Programmers often come from prestigious Soviet-era mathematics and technology institutes in Kiev, as well as in Kharkiv in the east of this country of 47-million, and Lviv in the west.

Depending on skill level, the average salaries range between $300 and $1 000 per month - far lower than in most European countries and the United States.

Companies tapping in

Although many firms are wary of selling software in Ukraine itself because of widespread piracy, the big foreign players, including IBM and Intel, have set up shop here, while others are tapping the country's outsourcing potential.

"We're in the same time zone as Europe - that makes contacts with clients easier," said Alexei Sigov, CEO of Infopulse Ukraine, one of the biggest software companies in Ukraine.

"When you need pro-active participation by a team - that's where we have the biggest advantage," said Sigov, whose company has grown around 30 percent in the past four years and employs about 340 programmers.

Among Infopulse's clients are firms in Denmark, France and the Netherlands.

For the industry, the main boost from the government was a decision by President Viktor Yushchenko in 2005 to scrap visas for EU, Japanese and US nationals.
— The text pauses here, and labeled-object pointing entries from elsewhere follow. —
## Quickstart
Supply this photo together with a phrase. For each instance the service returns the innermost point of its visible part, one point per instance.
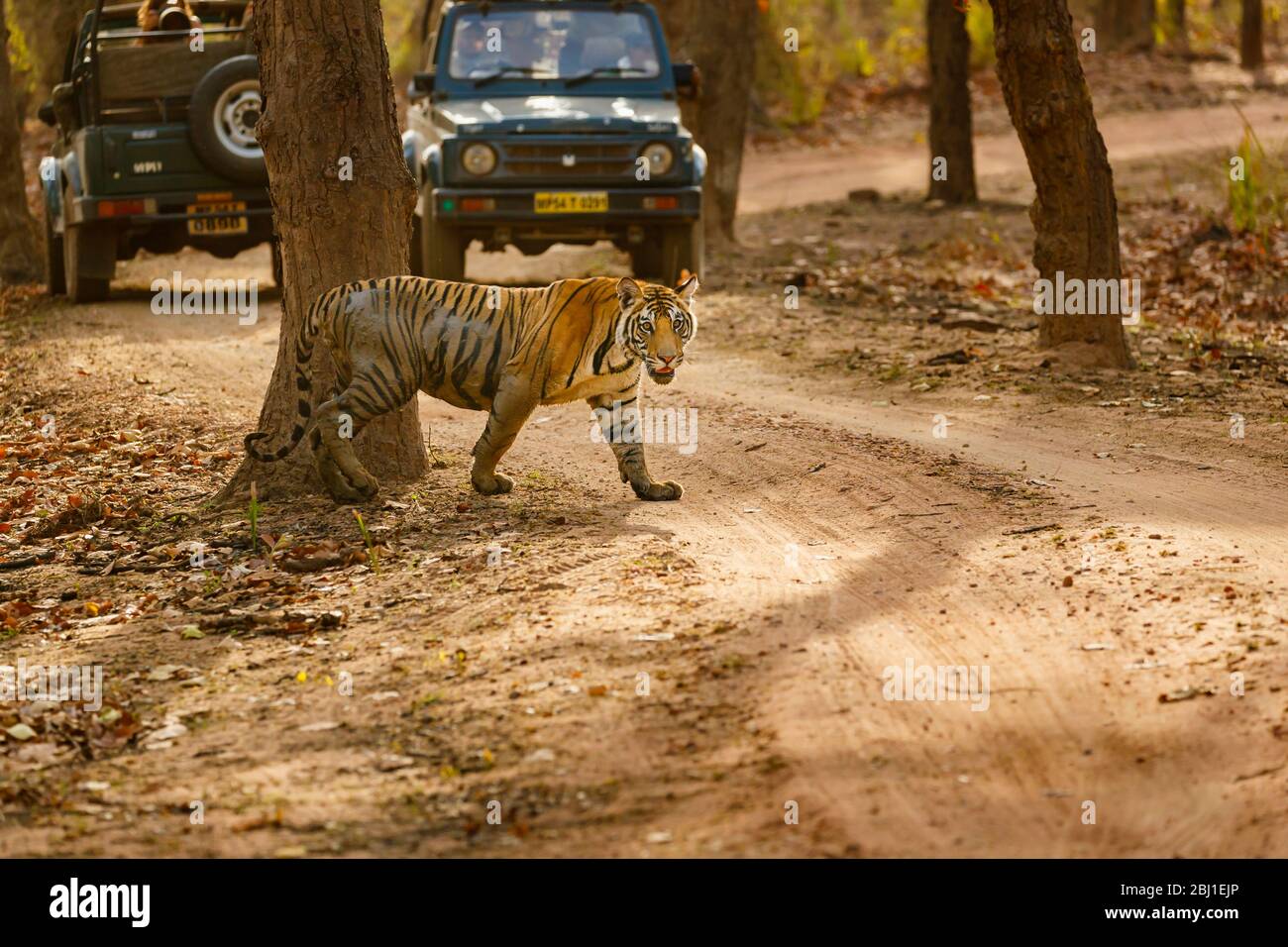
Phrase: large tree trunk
(1125, 25)
(20, 254)
(1250, 48)
(952, 153)
(327, 95)
(1074, 214)
(720, 38)
(48, 26)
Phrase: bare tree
(330, 110)
(1125, 25)
(952, 151)
(1252, 55)
(1076, 213)
(48, 27)
(1179, 34)
(720, 38)
(20, 254)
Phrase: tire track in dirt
(934, 779)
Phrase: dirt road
(772, 182)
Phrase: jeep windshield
(572, 44)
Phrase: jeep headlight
(478, 158)
(660, 158)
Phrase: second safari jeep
(544, 121)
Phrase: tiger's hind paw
(670, 489)
(342, 488)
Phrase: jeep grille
(552, 159)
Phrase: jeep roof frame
(95, 18)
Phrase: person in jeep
(155, 146)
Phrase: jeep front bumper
(490, 208)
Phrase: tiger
(161, 16)
(487, 348)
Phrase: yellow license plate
(217, 226)
(571, 202)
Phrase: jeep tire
(222, 118)
(55, 274)
(89, 257)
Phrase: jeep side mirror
(63, 105)
(421, 85)
(688, 80)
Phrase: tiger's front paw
(660, 491)
(492, 484)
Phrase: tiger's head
(657, 322)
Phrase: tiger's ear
(629, 292)
(688, 289)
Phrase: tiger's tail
(303, 379)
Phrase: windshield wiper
(601, 71)
(503, 69)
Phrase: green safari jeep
(156, 145)
(544, 121)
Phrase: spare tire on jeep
(222, 116)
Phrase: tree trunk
(1179, 35)
(1250, 50)
(1074, 213)
(327, 95)
(48, 26)
(952, 151)
(20, 254)
(1125, 26)
(720, 38)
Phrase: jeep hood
(561, 114)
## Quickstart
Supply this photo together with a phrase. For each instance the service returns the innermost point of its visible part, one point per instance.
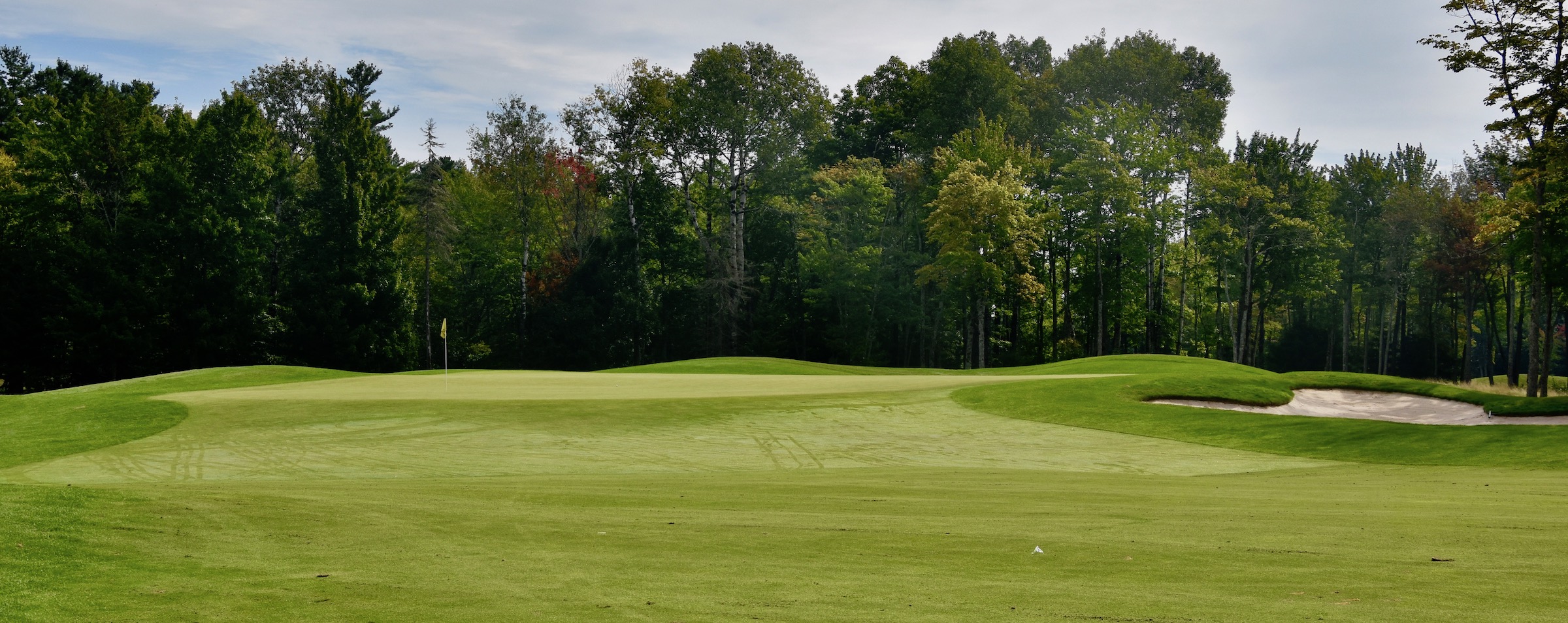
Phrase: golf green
(791, 494)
But for all the Western feel of Ukraine's computer sector - including the ping-pong table and gym at GSC headquarters - the business manages to retain a Ukrainian identity.

At GSC, Oleg Yavorsky, a long-haired 28-year-old manager in black cycling shoes and capri trousers, said players in Europe liked the "exotic" themes in Ukrainian games - Chernobyl, for instance.

Programmers for Stalker actually left their computer screens and travelled to the 1986 disaster zone in northern Ukraine for research, speaking to survivors and researching archives.

"We had to be pretty careful where we walked. Not to step on any moss. I think we managed to create the same atmosphere in the game," said Didenko - a computer programmer far from California.